Bone Disease: Targeting osteoclastic bone resorption is currently the most important approach to treat patients with myeloma-related bone disease. Bisphosphonates (BPs) are potent inhibitors of osteoclast activity and function. In the recently published MRC-IX trial, zoledronic acid significantly reduced the number of skeletal-related events compared with oral clodronate in patients with newly diagnosed, symptomatic multiple myeloma. More importantly, zoledronic acid reduced the relative risk of death by 16% compared to clodronate and increased the median overall survival by 5.5 months. In another recent trial, 30 mg of intravenous pamidronate, monthly, were equally effective with the standard 90 mg dose, regarding the reduction of SREs (skeletal related events) in 504 symptomatic, newly-diagnosed, myeloma patients who received conventional treatment. The recent International Myeloma Working Group guidelines suggest that bisphosphonates should be considered in all patients receiving frontline anti-myeloma therapy regardless of the presence of osteolytic bone lesions on conventional radiography. However, it is unknown if bisphosphonates offer any advantage in patients with no bone disease assessed by MRI or PET/CT. Intravenous (IV) zoledronic acid (ZOL) or pamidronate (PAM) are recommended for preventing skeletal-related events in patients. ZOL is preferred over oral clodronate (CLO) in newly diagnosed multiple myeloma because of its potential antimyeloma effects and survival benefits. Bisphosphonates should be administered intravenously every 3- to 4-weeks during initial therapy. ZOL or PAM should be continued in patients with active disease and should be resumed after disease relapse, if discontinued in patients at complete or partial response. Bisphosphonates are well tolerated but preventive strategies must be instituted to avoid renal toxicity or osteonecrosis of the jaw. Kyphoplasty (surgery of the vertebra) should be considered for symptomatic vertebral compression fractures. Low-dose radiation therapy can be used for palliation of uncontrolled pain, impending pathologic fracture, or spinal cord compression. Orthopedic consultation should be sought for long-bone fractures, spinal cord compression, or vertebral column instability.
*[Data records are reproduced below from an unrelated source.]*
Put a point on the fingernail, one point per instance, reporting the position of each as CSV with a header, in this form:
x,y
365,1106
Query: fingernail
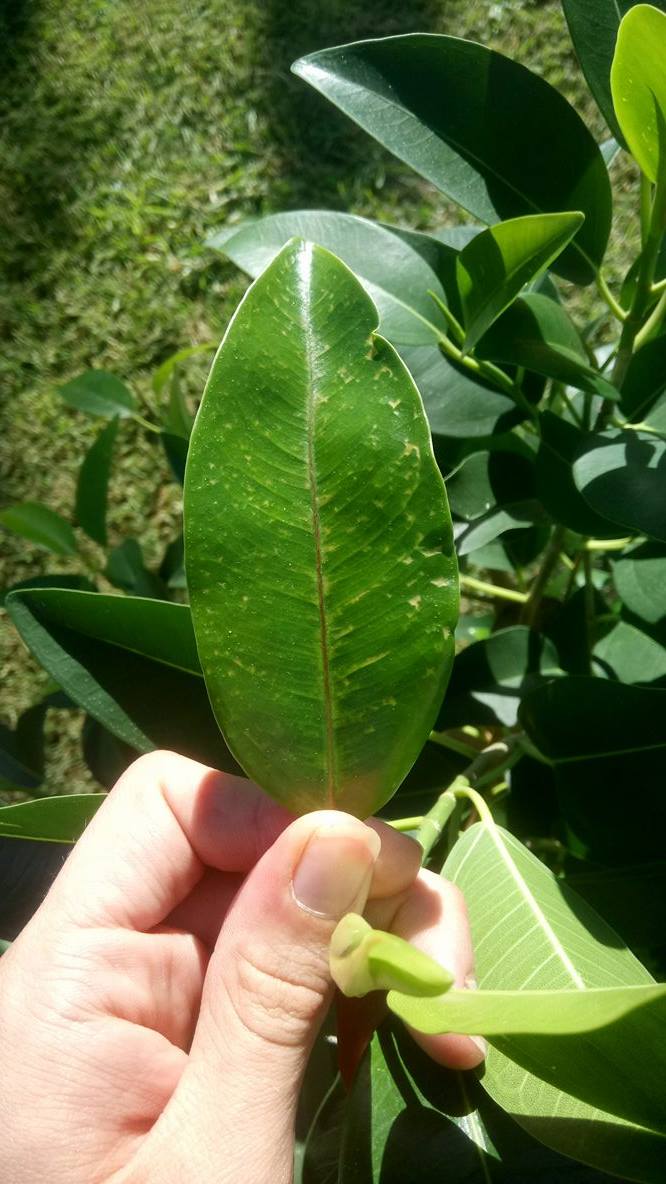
x,y
481,1044
334,870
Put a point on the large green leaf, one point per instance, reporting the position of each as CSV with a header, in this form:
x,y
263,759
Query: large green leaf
x,y
576,718
487,132
61,819
622,476
594,26
132,663
93,484
318,542
597,1099
501,259
631,655
98,393
405,1118
640,580
395,275
603,738
522,1012
561,443
42,526
490,677
538,334
638,83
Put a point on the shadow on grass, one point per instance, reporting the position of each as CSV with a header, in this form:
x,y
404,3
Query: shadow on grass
x,y
325,156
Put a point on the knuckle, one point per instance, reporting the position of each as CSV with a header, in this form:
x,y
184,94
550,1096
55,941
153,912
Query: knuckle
x,y
276,999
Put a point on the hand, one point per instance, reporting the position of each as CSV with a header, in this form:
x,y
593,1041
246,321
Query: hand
x,y
158,1011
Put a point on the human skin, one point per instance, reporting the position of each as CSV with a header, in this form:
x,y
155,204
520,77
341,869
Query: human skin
x,y
158,1011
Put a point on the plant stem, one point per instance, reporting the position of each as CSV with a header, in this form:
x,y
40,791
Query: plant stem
x,y
653,322
642,294
492,590
607,295
589,610
488,371
403,824
543,576
485,769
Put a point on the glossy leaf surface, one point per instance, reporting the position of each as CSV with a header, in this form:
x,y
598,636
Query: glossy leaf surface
x,y
629,655
487,132
594,26
318,542
559,1012
98,393
575,718
622,476
93,484
589,1099
538,334
132,663
640,580
40,526
396,277
61,819
645,379
561,443
455,403
638,83
501,259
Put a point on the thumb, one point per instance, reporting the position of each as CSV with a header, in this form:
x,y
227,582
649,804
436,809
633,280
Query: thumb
x,y
267,991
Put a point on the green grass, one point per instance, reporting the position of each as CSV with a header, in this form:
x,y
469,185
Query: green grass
x,y
129,132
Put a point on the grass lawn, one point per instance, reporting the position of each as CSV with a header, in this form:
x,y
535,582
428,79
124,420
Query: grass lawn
x,y
128,132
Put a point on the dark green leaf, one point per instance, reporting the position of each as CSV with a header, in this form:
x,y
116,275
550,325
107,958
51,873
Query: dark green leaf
x,y
318,540
93,484
629,655
559,445
640,580
494,266
26,873
456,404
106,755
575,718
488,133
594,26
538,334
42,526
130,663
622,476
490,677
61,819
487,480
98,393
497,522
645,379
395,275
405,1118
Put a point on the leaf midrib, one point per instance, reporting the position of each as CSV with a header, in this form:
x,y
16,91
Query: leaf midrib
x,y
465,152
311,425
540,919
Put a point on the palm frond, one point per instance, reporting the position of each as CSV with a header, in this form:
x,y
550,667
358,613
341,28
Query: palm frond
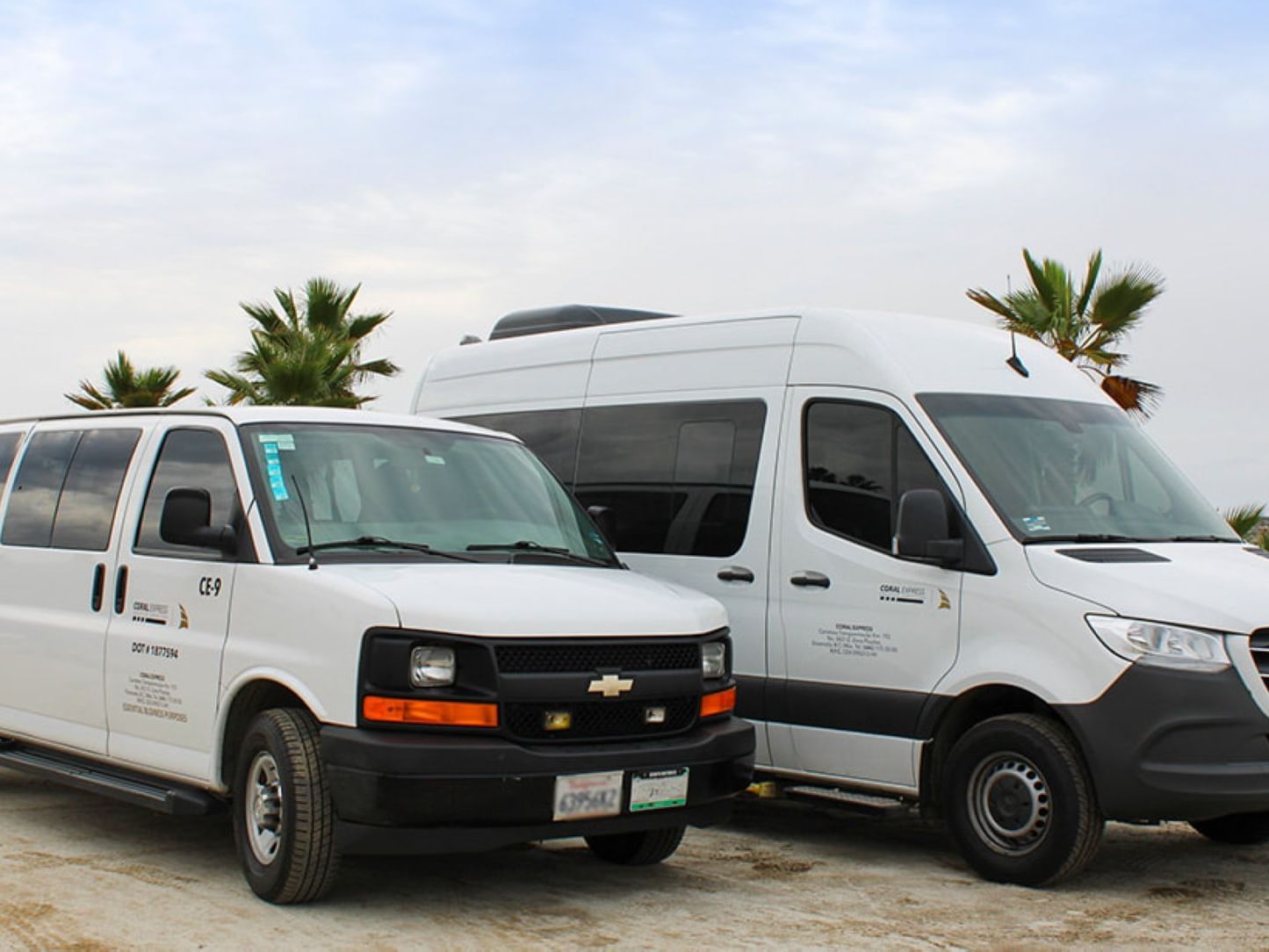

Novel anti-myeloma agents, such as immunomodulatory drugs and bortezomib alter abnormal bone metabolism. Lenalidomide, thalidomide and bortezomib reduce bone resorption either directly (through the inhibition of osteoclast formation) or indirectly (through the modification of interactions between malignant plasma cells and osteoclasts). However, in terms of the restoration of osteoblast function, only bortezomib is able to directly stimulate osteoblast differentiation and activity and leads to increased bone formation and increased bone mineral density, at least in responders. Novel drugs that may effectively manage myeloma bone disease in the future include anti-RANKL agents (denosumab), anti-Dkk1 drugs (BHQ-880), activin-A antagonists (sotatercept) and anti-sclerostin antibodies (romosozumab).